APA - Austria Presse Agentur

"Matter out of Place": Nikolaus Geyrhalters Müllbergpredigt

Nikolaus Geyrhalter ist der große Essayist des Bildes, ein Filmemacher, der starke Positionen vertritt, die nicht durch das Wort vermittelt werden. Das ist bei "Matter out of Place" nicht anders. Nach den Festivaleinsätzen in Locarno und bei der Viennale ist das Werk nun ab Freitag im Kino zu sehen. Es ist ein bildgewaltiger, ruhiger Blick auf jene Orte der Erde, die im Müll ersticken - von den Gipfeln der Alpen bis zum Grund des Meeres.

In selbst für seine Verhältnisse (minuten-)langen Plansequenzen zeigt Nikolaus Geyrhalter, der bei "Matter out of Place" auch für die Kameraarbeit verantwortlich zeichnet, Landschaften, die sich von ihrem ursprünglichen Antlitz weit entfernt haben. Der Abfall der Zivilisation ist hier zum bestimmenden Faktor geworden - und somit wird der Titel, der ein nicht an den jeweiligen Ort gehörendes Ding bezeichnet, fast untergraben. Es erscheint, als wäre die Natur vom Müll bereits nicht mehr zu trennen.

In ihrer Wirkmacht sind die Geyrhalter'schen Bilder apokalyptisch und idyllisch zugleich. Der Müll hat sich schon eingegraben in unsere Umwelt. So wirkt es beinahe ästhetisch, wie sich das Plastik an den Ufern eines Bergsees zu Gebilden formt. Und doch kommen die Überbleibsel einer Wegwerfgesellschaft selbstredend nicht immer so ansprechend daher.

Der gebürtige Wiener (Jahrgang 1972) begleitet Strandreiniger in Albanien, filmt Müllsortieranlagen in Österreich, porträtiert Mülltaucher vor Griechenland oder zeigt auf den Malediven, wie Palmenparadies und Müllmoloch scheinbar untrennbar verschmolzen sind.

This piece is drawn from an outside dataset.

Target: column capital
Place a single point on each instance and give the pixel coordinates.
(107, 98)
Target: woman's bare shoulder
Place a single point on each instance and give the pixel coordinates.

Er rückt eine gigantische Deponie in Nepal ins Bild, in der ein steter, nie abreißender Strom an Nachschub am Dach der Welt gleichsam einen neuen Berg erschafft. Und er zeigt Ausgrabungen in Solothurn, die zeigen, dass unter der vermeintlichen grünen Schweizer Wiese nicht wertvoller Humus, sondern Autoreifen und Plastiksäcke schlummern. Der Müll ist nicht weg. Er ist nur aus dem Blickfeld entschwunden in dieser zugeschütteten Deponie.

Bei aller Tristesse des Sujets fehlt aber auch in "Matter out of Place" nicht das Auge für Skurrilitäten, die Geyrhalters Arbeiten auszeichnen - wenn etwa von der Schweizer Bettmeralp der Müllwagen unter der Gondel hängend abtransportiert wird. Und wenn am Ende das Burning Man Festival in Nevada eine beinahe utopische Gegenwelt schafft, in der die Wüste zum Abschluss der Veranstaltung gleichsam mit dem Besen von allen menschlichen Spuren gereinigt wird.

"Matter out of Place" erklärt dabei wie stets in den Werken von Geyrhalter nichts. Der Film lässt die Situationen für sich stehen und ihre Wirkung entfalten. Es ist ein poetischer Zugang, der den Betrachtenden auf Augenhöhe begegnet und diesen vor Augen führt, wie weit wir bereits den Lauf der Welt mutmaßlich unwiederbringlich verändert haben. So ein Mist.